Gallery 佑(名古屋) 2021年11月6〜21日
旅色〜版と陶〜森岡完介 / 酒井智也 二人展
名古屋市の版画家・画家の森岡完介さんと、愛知県瀬戸市の陶芸家、酒井智也さんの2人展である。森岡さんについては、2021年1、2月の個展の際に詳細な記事を執筆しているので、今回は、酒井さんにフォーカスする。
森岡さんは、 Gallery 佑に隣接するサロンジャルダンアートギャラリーで同じ会期の2021年11月6〜21日 、「森岡完介『1975』版画展〜鯉江良二さんを偲ぶ〜」も開催している。
酒井智也
酒井智也さんは1989年、愛知県西尾市生まれ。高校卒業後、いったん自動車部品工場に就職。3年後、美術教諭を目指し名古屋芸術大学陶芸専攻に入学した。

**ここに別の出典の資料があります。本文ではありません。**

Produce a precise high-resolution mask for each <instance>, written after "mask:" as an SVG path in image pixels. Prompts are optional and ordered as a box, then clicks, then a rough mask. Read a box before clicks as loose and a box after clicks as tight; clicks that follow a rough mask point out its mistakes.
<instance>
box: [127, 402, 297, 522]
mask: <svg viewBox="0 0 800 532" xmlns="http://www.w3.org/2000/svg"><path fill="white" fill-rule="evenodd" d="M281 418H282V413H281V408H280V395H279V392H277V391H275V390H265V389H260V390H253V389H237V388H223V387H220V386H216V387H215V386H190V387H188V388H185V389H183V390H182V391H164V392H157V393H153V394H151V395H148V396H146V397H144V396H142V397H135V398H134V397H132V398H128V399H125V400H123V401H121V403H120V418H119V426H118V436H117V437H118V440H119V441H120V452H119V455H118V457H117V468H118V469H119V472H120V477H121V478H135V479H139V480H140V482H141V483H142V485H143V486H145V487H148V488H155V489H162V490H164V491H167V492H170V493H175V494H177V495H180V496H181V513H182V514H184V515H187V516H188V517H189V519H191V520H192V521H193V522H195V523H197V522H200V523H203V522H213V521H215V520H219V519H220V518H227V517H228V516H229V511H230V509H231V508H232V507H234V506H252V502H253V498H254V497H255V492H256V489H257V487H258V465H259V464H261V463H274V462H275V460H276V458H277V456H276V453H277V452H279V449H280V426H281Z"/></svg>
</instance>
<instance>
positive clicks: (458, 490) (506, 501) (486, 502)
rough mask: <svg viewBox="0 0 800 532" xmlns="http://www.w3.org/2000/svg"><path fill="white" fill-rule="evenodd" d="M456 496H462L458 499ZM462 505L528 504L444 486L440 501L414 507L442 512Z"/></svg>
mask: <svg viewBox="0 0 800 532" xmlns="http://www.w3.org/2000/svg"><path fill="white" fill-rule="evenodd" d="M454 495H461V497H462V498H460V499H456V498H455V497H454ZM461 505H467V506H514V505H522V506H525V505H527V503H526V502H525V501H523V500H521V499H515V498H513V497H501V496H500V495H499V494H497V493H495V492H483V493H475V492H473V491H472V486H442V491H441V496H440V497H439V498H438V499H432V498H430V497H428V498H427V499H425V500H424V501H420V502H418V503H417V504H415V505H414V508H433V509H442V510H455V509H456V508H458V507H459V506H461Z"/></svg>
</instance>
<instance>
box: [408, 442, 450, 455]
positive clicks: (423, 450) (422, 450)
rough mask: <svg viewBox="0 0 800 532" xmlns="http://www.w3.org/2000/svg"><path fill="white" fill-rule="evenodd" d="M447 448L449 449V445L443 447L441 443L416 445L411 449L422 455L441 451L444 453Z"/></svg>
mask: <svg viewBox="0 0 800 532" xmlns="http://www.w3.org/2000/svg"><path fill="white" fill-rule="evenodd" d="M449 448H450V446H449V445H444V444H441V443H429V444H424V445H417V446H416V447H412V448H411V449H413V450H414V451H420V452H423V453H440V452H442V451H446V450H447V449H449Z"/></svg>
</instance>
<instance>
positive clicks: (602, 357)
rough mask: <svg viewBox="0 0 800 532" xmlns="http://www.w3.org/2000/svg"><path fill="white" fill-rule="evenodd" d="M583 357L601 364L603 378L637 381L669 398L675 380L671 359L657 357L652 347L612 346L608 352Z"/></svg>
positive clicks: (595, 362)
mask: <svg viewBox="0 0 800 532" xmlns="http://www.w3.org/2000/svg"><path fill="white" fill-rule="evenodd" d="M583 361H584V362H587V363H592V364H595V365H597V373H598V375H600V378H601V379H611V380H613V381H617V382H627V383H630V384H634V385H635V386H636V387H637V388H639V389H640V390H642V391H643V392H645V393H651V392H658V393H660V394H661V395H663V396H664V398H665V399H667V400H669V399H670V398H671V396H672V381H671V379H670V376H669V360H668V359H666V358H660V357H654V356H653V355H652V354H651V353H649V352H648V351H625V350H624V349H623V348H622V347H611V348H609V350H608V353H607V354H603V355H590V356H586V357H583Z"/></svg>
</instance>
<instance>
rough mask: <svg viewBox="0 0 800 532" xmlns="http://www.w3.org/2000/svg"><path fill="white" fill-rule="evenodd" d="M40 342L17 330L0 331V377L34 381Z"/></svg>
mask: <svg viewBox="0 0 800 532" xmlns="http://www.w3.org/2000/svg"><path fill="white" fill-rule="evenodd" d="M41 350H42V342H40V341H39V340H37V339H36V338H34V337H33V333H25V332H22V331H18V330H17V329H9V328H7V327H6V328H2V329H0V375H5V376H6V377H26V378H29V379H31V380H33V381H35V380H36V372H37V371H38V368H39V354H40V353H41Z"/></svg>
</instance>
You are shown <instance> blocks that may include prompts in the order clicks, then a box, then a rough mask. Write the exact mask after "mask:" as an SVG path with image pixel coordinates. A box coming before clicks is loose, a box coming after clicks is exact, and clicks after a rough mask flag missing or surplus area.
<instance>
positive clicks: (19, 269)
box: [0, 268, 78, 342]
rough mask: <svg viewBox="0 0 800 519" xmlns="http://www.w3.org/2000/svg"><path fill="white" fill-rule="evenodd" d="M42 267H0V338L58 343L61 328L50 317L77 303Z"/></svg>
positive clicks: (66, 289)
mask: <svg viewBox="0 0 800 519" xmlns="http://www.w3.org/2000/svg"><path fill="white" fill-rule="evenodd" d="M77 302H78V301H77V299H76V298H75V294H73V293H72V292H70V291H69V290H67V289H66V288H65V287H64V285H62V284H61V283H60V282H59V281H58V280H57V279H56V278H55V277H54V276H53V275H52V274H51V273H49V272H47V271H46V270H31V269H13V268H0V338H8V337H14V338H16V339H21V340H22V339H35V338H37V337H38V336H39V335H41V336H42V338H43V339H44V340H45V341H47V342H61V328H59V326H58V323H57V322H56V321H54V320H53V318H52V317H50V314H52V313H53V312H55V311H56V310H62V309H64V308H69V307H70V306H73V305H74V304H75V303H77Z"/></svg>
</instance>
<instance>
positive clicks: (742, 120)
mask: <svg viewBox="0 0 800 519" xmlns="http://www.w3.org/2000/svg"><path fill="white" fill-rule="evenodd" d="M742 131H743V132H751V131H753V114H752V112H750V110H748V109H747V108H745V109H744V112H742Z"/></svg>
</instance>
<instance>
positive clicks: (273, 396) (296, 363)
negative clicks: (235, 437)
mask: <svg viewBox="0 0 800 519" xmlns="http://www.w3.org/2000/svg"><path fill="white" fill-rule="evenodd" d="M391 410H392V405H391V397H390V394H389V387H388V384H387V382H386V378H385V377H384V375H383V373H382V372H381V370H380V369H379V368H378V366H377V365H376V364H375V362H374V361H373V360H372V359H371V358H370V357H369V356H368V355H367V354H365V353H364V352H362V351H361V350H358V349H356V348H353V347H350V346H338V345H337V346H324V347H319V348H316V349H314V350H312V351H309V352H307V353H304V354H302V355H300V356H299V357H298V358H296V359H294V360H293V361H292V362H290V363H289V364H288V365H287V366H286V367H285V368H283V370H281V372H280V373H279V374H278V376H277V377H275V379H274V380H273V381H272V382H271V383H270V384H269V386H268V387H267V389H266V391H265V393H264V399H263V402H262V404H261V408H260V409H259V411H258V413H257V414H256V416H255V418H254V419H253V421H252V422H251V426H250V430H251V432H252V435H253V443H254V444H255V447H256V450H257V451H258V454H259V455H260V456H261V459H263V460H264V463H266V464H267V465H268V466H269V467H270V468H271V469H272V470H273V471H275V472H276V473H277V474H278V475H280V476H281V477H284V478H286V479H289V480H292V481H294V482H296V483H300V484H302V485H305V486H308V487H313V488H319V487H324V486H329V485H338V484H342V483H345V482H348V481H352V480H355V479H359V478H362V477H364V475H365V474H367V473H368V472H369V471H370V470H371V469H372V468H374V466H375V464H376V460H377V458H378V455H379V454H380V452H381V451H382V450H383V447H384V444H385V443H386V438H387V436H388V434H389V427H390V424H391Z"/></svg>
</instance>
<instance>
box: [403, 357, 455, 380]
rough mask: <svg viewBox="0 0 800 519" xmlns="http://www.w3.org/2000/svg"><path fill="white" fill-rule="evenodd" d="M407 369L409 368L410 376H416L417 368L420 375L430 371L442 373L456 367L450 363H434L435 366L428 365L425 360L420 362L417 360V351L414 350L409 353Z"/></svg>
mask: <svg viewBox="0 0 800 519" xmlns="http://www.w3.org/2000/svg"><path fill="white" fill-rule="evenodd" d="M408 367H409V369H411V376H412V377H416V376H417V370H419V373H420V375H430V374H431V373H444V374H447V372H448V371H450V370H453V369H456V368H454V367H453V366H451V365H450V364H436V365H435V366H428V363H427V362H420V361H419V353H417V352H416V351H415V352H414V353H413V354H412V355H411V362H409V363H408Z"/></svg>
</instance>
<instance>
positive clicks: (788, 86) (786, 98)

卒業して、美術教諭として働くが、陶芸の魅力が忘れられず、岐阜県の多治見市陶磁器意匠研究所で学び直した。
自動車部品工場に勤務していた頃は、旋盤を使った金属加工を担当。 陶芸では、電動ロクロを使った作品を制作する。
つまり、酒井さんは、回転させながら加工するという点で一貫している。作品の複雑な形態は、一部、手びねりによるものかと推察したが、全てがロクロによるという。

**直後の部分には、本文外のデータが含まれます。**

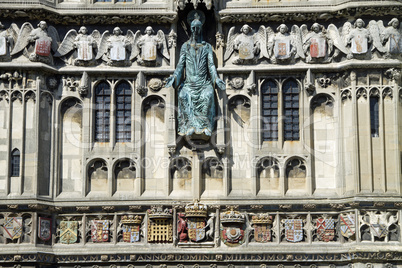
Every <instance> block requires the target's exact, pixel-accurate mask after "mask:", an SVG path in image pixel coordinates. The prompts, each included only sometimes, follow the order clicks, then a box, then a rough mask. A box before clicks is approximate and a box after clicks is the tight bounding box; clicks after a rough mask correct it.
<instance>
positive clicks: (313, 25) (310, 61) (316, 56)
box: [300, 23, 334, 63]
mask: <svg viewBox="0 0 402 268" xmlns="http://www.w3.org/2000/svg"><path fill="white" fill-rule="evenodd" d="M300 29H301V31H302V33H303V51H304V53H305V54H306V55H307V57H306V62H309V63H311V62H329V61H330V60H331V59H330V58H329V55H330V54H331V52H332V50H333V47H334V43H333V42H332V40H331V39H330V38H329V36H328V35H327V33H326V31H325V29H324V27H323V26H322V25H320V24H318V23H314V24H313V25H312V26H311V31H310V32H308V30H307V26H306V25H305V24H303V25H302V26H301V27H300Z"/></svg>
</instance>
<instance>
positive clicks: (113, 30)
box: [113, 27, 122, 35]
mask: <svg viewBox="0 0 402 268" xmlns="http://www.w3.org/2000/svg"><path fill="white" fill-rule="evenodd" d="M113 34H114V35H121V34H122V30H120V27H114V29H113Z"/></svg>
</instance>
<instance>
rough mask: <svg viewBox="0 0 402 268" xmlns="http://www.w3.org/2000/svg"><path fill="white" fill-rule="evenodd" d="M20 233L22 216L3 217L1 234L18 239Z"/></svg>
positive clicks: (14, 238)
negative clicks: (1, 231) (16, 216)
mask: <svg viewBox="0 0 402 268" xmlns="http://www.w3.org/2000/svg"><path fill="white" fill-rule="evenodd" d="M21 235H22V217H5V218H4V225H3V236H4V237H5V238H9V239H12V240H14V239H18V238H20V237H21Z"/></svg>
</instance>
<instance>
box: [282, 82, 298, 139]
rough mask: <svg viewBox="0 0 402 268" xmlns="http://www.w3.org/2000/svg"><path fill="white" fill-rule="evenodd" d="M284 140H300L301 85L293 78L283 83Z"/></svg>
mask: <svg viewBox="0 0 402 268" xmlns="http://www.w3.org/2000/svg"><path fill="white" fill-rule="evenodd" d="M283 116H284V120H283V128H284V140H285V141H295V140H299V87H298V86H297V83H296V82H295V81H293V80H290V81H287V82H286V83H285V84H284V85H283Z"/></svg>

近年、個展に加え、国内外のグループ展にも精力的に参加。2021年の第12回国際陶磁器展美濃で、銀賞を受賞した。
回転体を組み合わせたカラフルな形態
酒井さんの作品の特長は、ロクロによって成形したパーツを組み合わせ、奇妙な形態をつくるところにある。
とても小さなパーツを含め、全てがロクロで作られていると聞いた驚いた。回転体が結合して、実に多様な形態が生みだされているのである。
作品は、器物もあるが、大半はオブジェといっていいものである。完全にオブジェである作品以外に、器物とオブジェの中間に位置するものもある。
つまり、オブジェでありながら、一部の作品は、ロクロで作られた陶器ならではというべきか、内部の空洞性を暗示する穴が開き、ドライフラワーなどを挿すこともできる。
ユニークなのは、酒井さんが予め、設計図通りにこれらの形態を作っているのではなく、ほとんどロクロの回転の中で、無意識に近いかたちで形態を生みだし、それを接合していることだ。
いわば、ロクロという回転するシステムに、酒井さんの身体性と無意識が関わって、それらが手によって土に伝わるわずかな変化が可塑性によって形に現れる。
土と身体の間のインタラクティブなプロセスで立ち現れる形は、さまざまに接合され、意外性のあるイメージとして構築される。
酒井さんが過去に見た風景、アニメーション、映画など、さまざまな記憶の中のイメージが混入しながら融合され、私たちに沈潜するイメージとも共振する。
回転体を基本としながら、実験のプロセスのように無意識と意識、記憶、身体性など複雑なレイヤーを折りたたんでいく。
もう一つの特長は、カラフルな色彩である。米国製のセラミック用顔料は、日本にはない鮮烈な発色を生み、ポップな印象を与える。
その一方で、酒井さんは、形態を本質と捉え、色彩をファッションのように捉えているのが面白い。
自由自在で、多様、軽やかな米国製の色合いは、うってつけである。
酒井さんの作品は、ファッションをまとうように、さまざまな色彩に覆われることで、予想を超えるような影響を受ける。酒井さんは、形態の印象が思わぬ方向にいくことをも含め、実験的に関わっている。
その点で、酒井さんの作品は、あえて偽装的な色彩を帯び、釉薬のタレに見えるところをそれっぽく粘土で装っているところを含め、陶芸のパロディーにもなっている。
カラフルで、玩具のようなそぶり、ユーモアを見せながらも、ロクロによる回転体を寄せ集めて構築するなど、とても陶芸的である。